Create the cluster metadata - MapR 5.2

Before you begin

  • You have opened Talend Studio.
  • You have installed the MapR Client in order to connect to the MapR Sandbox from Talend.

    Follow the instructions for your client operating system here. When running the configure script, the default Sandbox cluster name is demo.mapr.com and the IP address can be found on the VM Console banner page (found by pressing Alt+F1 at the console).

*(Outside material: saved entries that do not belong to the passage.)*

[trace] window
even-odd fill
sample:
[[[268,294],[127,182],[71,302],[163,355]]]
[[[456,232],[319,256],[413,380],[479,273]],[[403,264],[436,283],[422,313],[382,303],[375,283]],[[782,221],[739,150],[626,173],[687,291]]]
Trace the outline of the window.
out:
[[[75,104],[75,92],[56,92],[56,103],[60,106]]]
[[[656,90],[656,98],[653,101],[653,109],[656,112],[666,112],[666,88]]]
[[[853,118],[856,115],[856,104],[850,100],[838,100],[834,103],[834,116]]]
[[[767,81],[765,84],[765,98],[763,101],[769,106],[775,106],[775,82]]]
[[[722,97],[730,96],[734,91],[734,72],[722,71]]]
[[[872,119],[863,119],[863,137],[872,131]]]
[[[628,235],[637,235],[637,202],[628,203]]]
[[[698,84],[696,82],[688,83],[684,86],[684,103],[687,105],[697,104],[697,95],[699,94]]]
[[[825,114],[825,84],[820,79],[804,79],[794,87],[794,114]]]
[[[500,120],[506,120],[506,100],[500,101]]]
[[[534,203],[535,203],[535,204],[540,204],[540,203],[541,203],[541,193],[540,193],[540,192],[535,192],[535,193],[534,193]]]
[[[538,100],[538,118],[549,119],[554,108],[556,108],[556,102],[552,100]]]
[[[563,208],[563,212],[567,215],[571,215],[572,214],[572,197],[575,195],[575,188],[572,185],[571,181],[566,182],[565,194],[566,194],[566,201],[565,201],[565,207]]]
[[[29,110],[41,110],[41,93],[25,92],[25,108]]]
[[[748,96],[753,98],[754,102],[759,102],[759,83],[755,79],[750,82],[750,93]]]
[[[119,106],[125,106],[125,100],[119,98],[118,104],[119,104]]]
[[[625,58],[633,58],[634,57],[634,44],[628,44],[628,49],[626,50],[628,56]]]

    For example, you can configure script execution on Windows:
    server\configure.bat -N demo.mapr.com -c -C 192.168.111.134:7222

Procedure

  1. In the Repository, expand Metadata and then right-click Hadoop Cluster.
  2. Select Create Hadoop Cluster from the contextual menu to open the [Hadoop Cluster Connection] wizard.
  3. Fill in generic information about this connection, such as Name, Purpose and Description and click Next.
  4. In the Distribution area, select MapR as the Distribution, MapR 5.2.0 (YARN mode) or other as appropriate as the Version, and then select the option Enter manually Hadoop services.
  5. Click Finish.
  6. Define the connection parameters as below.
    • Change localhost to maprfs:///.
    • Set Staging directory to /user/puccini.
    • Set User name to puccini and Group to default.
  7. Click Check Services to test that the Studio can connect to MapR.
    Note: At this point, Talend may prompt to install the maprfs jar file. You can navigate to the appropriate jar file under the MapR Client installation that you created above, for example on Windows C:\opt\mapr\lib\maprfs-5.2.0-mapr.jar.
    Note: Success is indicated by a 100% connection to both the Namenode and Resource Manager.
  8. Click Close.
  9. Click Finish to close the [Hadoop Cluster Connection] wizard.

Create HDFS Metadata - MapR

Before you begin

  • You have created a cluster metadata connection.

Procedure

  1. In the Repository, right-click your cluster metadata, in this example MapR52_Cluster, and click Create HDFS.
  2. Name your new connection, in this example HDFS52, and click Next.
  3. Click the Check button to verify that your connection is successful.

    The check should return with a connection successful message as shown below.

  4. Click Finish to complete the steps.

Write Data to HDFS - MapR

Before you begin

  • You have created a HDFS connection object leveraging the cluster repository connection you just created.

Procedure

  1. In the Studio, create a new Standard Job.
  2. Drag and drop the HDFS metadata, HDFS52, from the Repository to the design space and select tHDFSPut.
  3. In the Component view of the tHDFSPut, specify the file you want to upload.
  4. Run the Job, then verify that the file has been moved to HDFS.
    Use Hue for the verification. If you get an error about winutils, see The missing winutils.exe program in the Big Data Jobs.
  5. If you need to retrieve data from HDFS, you can use the tHDFSInput component to pull data from HDFS and drop it on the local file system or the tLogRow component to view the data in the Run Job panel.
    Note: With the tHDFSInput component, you can also view the data with Data Viewer, by right-clicking the component.
    In this example, add a tLogRow component and configure its parameters as follows.
    • Header is set to 1.
    • Field Separator is set to ','.
    • The schema contains two columns named Father and Son. Both columns data type is set to float and not null.